# My First Pipe



## Twig Man (Sep 6, 2012)

Thought I would try to make a pipe and wanted to combine my love for turkey hunting in the making of the pipe. I used a turkey wingbone as the stem and attached it to some osage orange. Thanks for looking


----------



## Mike1950 (Sep 6, 2012)

That looks very nice.


----------



## LoneStar (Sep 6, 2012)

That didnt take you long ! 
The amazing thing is you made almost a carbon copy of a very old style of pipe. Trying to find a picture now, I believe its an asian or african pipe I'm thinking of.


----------



## jteagle6977 (Sep 6, 2012)

See lil brother got you making pipes now too. :rotflmao3: :lolol:
Kool looking pipe though really like the stem on it. John


----------



## LoneStar (Sep 6, 2012)

Heres the one I had in mind. Doesnt look just like yours, but I've seen them that do.
http://i1104.Rule #2/albums/h336/axfight/misc/EEE-Afrika-14.jpg


----------



## Twig Man (Sep 6, 2012)

LoneStar said:


> That didnt take you long !
> The amazing thing is you made almost a carbon copy of a very old style of pipe. Trying to find a picture now, I believe its an asian or african pipe I'm thinking of.

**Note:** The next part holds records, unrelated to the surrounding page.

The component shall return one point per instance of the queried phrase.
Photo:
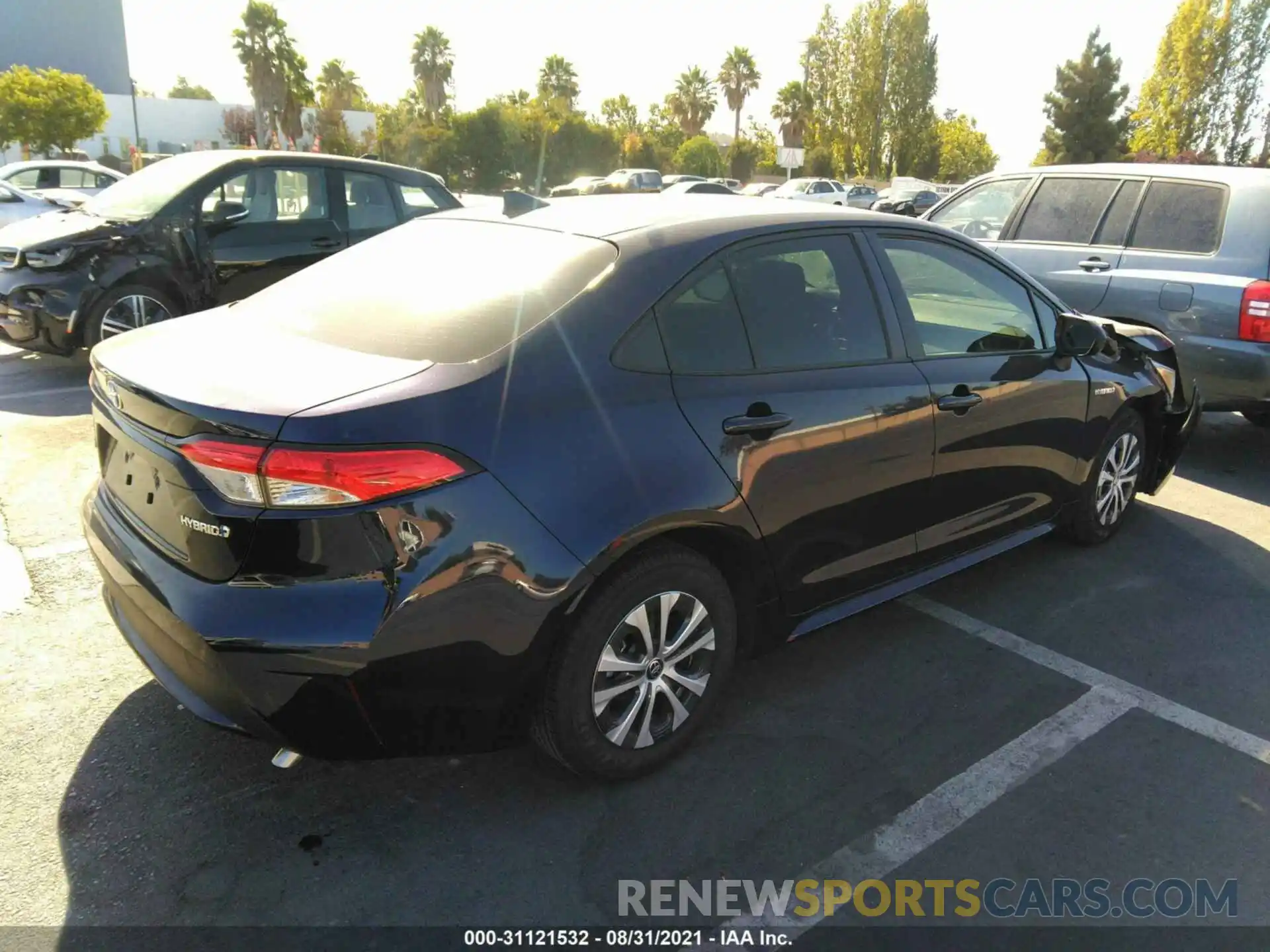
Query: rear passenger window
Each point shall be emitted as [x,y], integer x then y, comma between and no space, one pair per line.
[1066,210]
[1117,221]
[701,328]
[808,303]
[1180,218]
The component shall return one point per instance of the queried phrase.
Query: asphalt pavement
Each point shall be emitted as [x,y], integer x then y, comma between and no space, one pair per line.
[1056,713]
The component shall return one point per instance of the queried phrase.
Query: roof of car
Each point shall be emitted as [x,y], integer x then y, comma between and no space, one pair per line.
[610,216]
[8,168]
[1209,173]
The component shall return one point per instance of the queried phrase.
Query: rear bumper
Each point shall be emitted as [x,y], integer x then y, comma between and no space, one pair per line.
[429,651]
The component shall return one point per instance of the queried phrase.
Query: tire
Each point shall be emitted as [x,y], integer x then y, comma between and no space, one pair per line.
[650,701]
[1100,510]
[113,313]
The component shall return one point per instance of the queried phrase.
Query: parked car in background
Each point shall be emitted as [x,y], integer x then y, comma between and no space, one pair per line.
[17,205]
[581,186]
[861,196]
[197,230]
[630,180]
[810,190]
[335,518]
[905,202]
[37,175]
[698,188]
[675,179]
[1184,249]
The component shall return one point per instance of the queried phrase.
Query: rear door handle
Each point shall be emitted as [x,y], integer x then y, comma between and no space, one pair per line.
[959,401]
[770,423]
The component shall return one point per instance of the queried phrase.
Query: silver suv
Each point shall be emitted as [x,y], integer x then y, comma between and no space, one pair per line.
[1181,248]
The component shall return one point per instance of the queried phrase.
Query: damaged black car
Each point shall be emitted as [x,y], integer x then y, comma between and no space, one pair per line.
[190,233]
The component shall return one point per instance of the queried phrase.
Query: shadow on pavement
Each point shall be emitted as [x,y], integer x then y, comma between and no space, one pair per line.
[1231,455]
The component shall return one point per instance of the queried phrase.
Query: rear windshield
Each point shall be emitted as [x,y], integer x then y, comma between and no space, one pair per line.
[443,290]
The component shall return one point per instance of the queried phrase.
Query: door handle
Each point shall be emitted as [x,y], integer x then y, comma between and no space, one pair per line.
[959,401]
[769,423]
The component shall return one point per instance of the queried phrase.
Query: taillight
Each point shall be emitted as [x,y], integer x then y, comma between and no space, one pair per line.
[288,476]
[1255,313]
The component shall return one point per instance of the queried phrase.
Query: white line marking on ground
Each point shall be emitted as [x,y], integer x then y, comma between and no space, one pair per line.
[15,582]
[1183,716]
[51,550]
[48,391]
[952,803]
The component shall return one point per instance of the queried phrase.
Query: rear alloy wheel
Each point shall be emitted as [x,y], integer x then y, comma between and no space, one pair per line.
[128,309]
[642,668]
[1113,483]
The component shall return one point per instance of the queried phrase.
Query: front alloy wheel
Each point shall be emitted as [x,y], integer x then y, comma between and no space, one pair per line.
[1117,479]
[131,313]
[653,670]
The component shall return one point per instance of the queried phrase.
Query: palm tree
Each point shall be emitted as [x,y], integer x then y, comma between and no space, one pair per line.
[559,81]
[339,88]
[738,78]
[794,111]
[693,100]
[261,44]
[433,67]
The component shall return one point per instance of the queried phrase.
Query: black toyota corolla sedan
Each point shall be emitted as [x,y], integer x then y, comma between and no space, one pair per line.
[556,474]
[190,233]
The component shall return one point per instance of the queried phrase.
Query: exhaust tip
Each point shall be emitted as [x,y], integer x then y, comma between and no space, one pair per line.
[286,758]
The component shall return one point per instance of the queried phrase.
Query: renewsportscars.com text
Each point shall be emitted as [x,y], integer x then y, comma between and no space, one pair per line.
[1000,898]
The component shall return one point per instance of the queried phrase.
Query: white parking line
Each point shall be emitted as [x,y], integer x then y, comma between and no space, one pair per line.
[48,391]
[952,804]
[1183,716]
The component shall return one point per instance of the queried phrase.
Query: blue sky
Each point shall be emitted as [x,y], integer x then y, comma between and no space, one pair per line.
[996,59]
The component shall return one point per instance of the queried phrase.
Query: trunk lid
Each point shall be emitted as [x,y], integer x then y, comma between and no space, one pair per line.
[210,374]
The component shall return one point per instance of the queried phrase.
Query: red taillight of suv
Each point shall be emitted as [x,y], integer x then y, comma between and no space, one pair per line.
[1255,313]
[295,477]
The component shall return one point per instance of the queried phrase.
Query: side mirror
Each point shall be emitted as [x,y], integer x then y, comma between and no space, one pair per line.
[1078,337]
[228,212]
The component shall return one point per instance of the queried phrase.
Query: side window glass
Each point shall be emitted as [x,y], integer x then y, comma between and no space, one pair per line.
[1117,221]
[808,303]
[1180,218]
[982,212]
[1066,210]
[962,303]
[701,328]
[370,206]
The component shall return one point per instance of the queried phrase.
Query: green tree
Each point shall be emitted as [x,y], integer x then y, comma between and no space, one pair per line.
[1086,121]
[738,78]
[1177,104]
[183,91]
[558,81]
[339,88]
[433,67]
[48,108]
[743,158]
[693,102]
[964,150]
[620,113]
[793,110]
[265,50]
[698,157]
[911,89]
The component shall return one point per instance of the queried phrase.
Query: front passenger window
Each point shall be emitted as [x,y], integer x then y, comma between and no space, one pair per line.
[962,303]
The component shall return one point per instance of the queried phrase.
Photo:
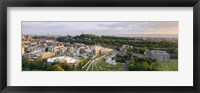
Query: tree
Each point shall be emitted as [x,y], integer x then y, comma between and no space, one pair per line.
[57,67]
[65,66]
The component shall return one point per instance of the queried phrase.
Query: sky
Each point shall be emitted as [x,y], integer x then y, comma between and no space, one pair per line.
[99,28]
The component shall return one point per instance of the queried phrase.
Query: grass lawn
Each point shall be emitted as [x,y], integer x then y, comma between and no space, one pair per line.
[103,66]
[172,65]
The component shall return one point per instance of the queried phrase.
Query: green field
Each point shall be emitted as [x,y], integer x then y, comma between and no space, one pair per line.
[103,66]
[172,65]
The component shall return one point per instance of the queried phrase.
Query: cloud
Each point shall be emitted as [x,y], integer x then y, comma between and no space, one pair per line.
[98,28]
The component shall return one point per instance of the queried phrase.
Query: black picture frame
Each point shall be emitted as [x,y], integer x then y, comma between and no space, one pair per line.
[99,3]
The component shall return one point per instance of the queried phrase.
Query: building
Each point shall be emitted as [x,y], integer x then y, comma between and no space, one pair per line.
[71,61]
[106,51]
[47,55]
[157,55]
[97,50]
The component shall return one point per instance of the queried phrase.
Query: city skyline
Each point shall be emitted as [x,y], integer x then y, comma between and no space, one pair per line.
[99,28]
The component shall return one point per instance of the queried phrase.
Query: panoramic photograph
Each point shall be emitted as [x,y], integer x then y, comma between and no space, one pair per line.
[99,45]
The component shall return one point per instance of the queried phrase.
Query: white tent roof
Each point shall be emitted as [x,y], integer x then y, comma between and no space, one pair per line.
[62,59]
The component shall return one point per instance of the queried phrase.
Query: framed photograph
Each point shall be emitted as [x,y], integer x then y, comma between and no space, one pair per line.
[134,46]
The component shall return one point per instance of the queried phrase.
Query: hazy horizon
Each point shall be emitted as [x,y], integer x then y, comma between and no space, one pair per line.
[100,28]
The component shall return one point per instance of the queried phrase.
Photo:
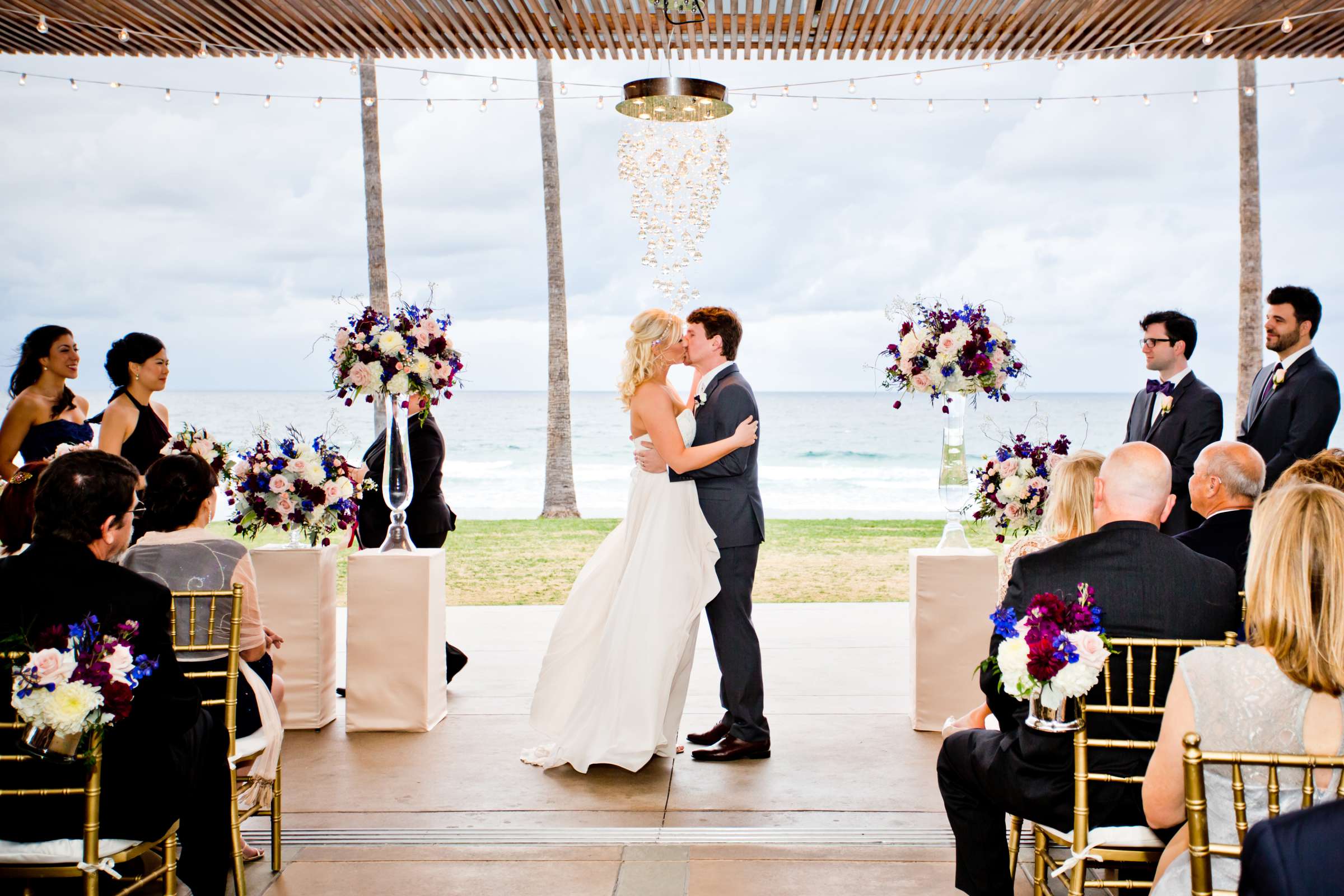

Wasnt trying to copy anybodys pipe just kind of thought it up. I think it turned out pretty good. should I put any finish on the wood or treat it with anything?


----------



## LoneStar (Sep 6, 2012)

Twig Man said:


> LoneStar said:
> 
> 
> > That didnt take you long !
> ...



I wasnt saying you copied anything, just thought it was interesting you sat down on your own, but ended up making a pipe thats so similar to a 300+ year old style of pipe.
I dont know how to finish Bois Darc, but I know some guys that have made pipes from it. It is safe to smoke for sure. I just finish my pipes by buffing with tripoli and carnauba wax. 
Are both pieces of the stem made from turkey bone ?


----------



## Twig Man (Sep 6, 2012)

LoneStar said:


> Twig Man said:
> 
> 
> > LoneStar said:
> ...



Yes ryan the stem is made completely of wingbones


----------